- Anihar Location in Punjab, India Anihar Anihar (India)
- Coordinates: 31°08′06″N 75°49′04″E﻿ / ﻿31.1348712°N 75.8178627°E
- Country: India
- State: Punjab
- District: Jalandhar
- Tehsil: Phillaur
- Elevation: 246 m (807 ft)

Population (2011)
- • Total: 1,030
- Sex ratio 517/513 ♂/♀

Languages
- • Official: Punjabi
- Time zone: UTC+5:30 (IST)
- PIN: 144418
- Telephone code: 01826
- ISO 3166 code: IN-PB
- Vehicle registration: PB 37
- Post office: Bara Pind
- Website: jalandhar.nic.in

= Anihar =

Anihar (also spelled as Aneehar) is a village in Phillaur tehsil of Jalandhar District of Punjab State, India. It is located 6.4 km away from postal head office Bara Pind. The village is 10 km away from Goraya, 35 km from Jalandhar, and 125 km from state capital Chandigarh and 165 km from Wahga Border of Pakistan-India. The village is administrated by a sarpanch who is an elected representative of village as per Panchayati raj (India).
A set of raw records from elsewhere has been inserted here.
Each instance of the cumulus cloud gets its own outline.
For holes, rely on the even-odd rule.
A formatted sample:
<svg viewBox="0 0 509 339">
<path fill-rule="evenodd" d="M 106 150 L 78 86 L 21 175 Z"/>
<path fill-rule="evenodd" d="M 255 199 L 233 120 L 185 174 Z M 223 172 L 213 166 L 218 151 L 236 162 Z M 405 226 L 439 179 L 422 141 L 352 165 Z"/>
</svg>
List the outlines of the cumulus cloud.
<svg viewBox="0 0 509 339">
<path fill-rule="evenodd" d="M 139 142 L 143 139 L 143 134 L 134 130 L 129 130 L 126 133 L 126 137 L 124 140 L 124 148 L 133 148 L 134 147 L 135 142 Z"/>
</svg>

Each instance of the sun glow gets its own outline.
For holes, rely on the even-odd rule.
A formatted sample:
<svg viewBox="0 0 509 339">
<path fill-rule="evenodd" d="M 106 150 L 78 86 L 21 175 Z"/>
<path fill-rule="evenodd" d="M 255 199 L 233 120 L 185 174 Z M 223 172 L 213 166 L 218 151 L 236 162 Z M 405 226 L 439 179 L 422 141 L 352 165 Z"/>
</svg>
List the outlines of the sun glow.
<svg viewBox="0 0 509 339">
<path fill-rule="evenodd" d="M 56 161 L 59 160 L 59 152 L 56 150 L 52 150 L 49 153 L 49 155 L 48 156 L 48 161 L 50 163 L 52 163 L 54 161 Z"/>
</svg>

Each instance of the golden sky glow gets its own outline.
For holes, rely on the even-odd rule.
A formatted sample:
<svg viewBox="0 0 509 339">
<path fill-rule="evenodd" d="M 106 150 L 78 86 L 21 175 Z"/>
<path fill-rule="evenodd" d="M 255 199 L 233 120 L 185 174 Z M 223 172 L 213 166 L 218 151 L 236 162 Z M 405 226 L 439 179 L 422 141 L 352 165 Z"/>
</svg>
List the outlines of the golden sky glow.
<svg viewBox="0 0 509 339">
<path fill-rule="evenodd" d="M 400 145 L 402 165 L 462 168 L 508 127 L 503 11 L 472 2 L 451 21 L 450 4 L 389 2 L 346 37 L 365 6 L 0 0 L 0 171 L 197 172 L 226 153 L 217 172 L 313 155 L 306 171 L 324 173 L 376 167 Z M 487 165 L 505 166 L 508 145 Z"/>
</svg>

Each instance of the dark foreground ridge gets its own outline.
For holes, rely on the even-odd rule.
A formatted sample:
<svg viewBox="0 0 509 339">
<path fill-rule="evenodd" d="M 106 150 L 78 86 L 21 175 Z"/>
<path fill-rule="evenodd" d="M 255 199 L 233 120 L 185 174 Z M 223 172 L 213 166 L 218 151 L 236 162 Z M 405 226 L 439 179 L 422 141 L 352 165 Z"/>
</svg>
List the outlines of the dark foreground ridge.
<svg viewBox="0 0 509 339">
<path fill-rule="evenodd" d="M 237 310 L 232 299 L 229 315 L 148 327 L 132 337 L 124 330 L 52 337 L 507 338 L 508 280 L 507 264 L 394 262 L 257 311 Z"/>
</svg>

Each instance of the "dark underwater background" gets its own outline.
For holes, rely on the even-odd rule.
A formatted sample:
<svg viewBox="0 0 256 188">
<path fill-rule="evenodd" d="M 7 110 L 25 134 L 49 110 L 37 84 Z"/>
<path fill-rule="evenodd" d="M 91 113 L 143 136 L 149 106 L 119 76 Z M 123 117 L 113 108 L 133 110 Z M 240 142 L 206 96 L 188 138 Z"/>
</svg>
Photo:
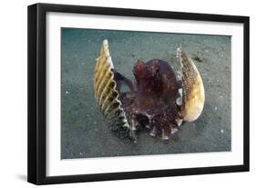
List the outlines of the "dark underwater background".
<svg viewBox="0 0 256 188">
<path fill-rule="evenodd" d="M 201 116 L 164 142 L 148 132 L 137 143 L 106 125 L 94 99 L 93 73 L 102 41 L 108 40 L 117 71 L 133 80 L 138 59 L 159 58 L 177 71 L 176 49 L 193 59 L 205 87 Z M 230 36 L 96 29 L 61 29 L 61 159 L 231 150 Z"/>
</svg>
Before partition, it was a Muslim-dominated village. At the time of partition of India, Muslims of this village migrated to a village Chak 236 GB Kilanwala in Jaranwala in Punjab, Pakistan.

== Caste ==

The village has population of 1030 and in the village most of the villagers are from schedule caste (SC) which has constitutes 73.40% of total population of the village and it doesn't have any Schedule Tribe (ST) population.

== Transport ==

=== Rail ===
The nearest train station is situated 9.8 km away in Goraya, and Ludhiana Jn Railway Station is 34.7 km away from the village.

=== Air ===
The nearest domestic airport is 50 km away in Ludhiana and the nearest international airport is 129 km away in Amritsar other nearest international airport is located in Chandigarh.